Vision for the future

There is a very persistent spider at my house that insists on making a web across the pathway down to our fledgling orchard. Actually it should be called a collection of would be fruit trees rather than an orchard but I like to put a positive spin on things if I can. Better to make myself feel good rather than create all sorts of doubts. Anyhow, each time we go down the path the web is destroyed either accidentally as we walk into it face first (yuk!) or we remember in time and swipe it away with a stick. Either way, this very persistent and resilient spider keeps coming back. Must be a prime spot for catching insects and the occasional gardener.

One reason for the spiders resilience might be that the web is only swept away infrequently. Some time ago a bunch of psychologists with very devious minds undertook an experiment with spiders and their web making. They would allow the spiders to make their webs and then immediately destroy it. Then theyd destroy it when it was half finished. Gradually the web became more and more erratic looking and eventually would completely lose that wonderful symmetry that is the magic of what spiders do. In effect the poor old spiders gave up. One way of looking at this is that the spider lost sight of its purpose and could not visualise a way forward.
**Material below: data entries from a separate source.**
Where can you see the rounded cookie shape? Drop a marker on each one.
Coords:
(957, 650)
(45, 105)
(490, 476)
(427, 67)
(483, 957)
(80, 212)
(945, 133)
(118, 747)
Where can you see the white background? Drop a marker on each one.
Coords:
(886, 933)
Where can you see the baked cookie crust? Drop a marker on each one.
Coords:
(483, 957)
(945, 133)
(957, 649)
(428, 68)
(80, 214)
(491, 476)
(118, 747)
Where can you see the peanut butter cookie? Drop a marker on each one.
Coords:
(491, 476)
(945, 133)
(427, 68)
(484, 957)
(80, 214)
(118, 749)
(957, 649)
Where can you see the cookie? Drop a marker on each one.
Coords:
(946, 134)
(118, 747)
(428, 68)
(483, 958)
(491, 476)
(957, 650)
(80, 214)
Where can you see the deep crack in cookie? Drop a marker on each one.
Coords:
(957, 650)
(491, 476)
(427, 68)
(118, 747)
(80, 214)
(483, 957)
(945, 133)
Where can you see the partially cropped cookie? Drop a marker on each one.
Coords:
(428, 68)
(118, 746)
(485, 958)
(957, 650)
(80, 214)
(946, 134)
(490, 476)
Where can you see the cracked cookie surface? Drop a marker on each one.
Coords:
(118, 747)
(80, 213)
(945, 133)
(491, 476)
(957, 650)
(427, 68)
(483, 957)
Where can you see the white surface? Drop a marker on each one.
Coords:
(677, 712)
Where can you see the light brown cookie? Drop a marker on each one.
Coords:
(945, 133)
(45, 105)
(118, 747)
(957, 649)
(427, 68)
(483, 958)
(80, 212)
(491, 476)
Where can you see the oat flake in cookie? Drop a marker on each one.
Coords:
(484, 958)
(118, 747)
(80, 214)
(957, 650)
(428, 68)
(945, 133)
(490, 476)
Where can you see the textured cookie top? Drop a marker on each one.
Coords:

When people are distressed or unhappy there is a tendency to think that the bad feelings we are experiencing will never go away. We feel locked in, trapped. As a result the future looks incredibly bleak. The most common interpretation of this is that the present (feeling bad) makes us feel hopeless about a different future (the future looks bad).

A more helpful way of looking at this is to realise that in fact the future can create the present far more powerfully than the other way around. Imagine that the doctor has told you that you only had a year to live or that you knew that you were to retire in a years time (oh bliss!). Id be confident that knowing the future affects quite dramatically what you would be doing in the present.

So, imagine a desired future (six months, a year) and think about how youd like things to be. Then come back to the present and work out what it is you have to do to get there. This may be quite small steps of course. But if we gently take one step after another it is surprising how we suddenly find ourselves somewhere different than where we were before.

Now, if I could just apply this to my golf!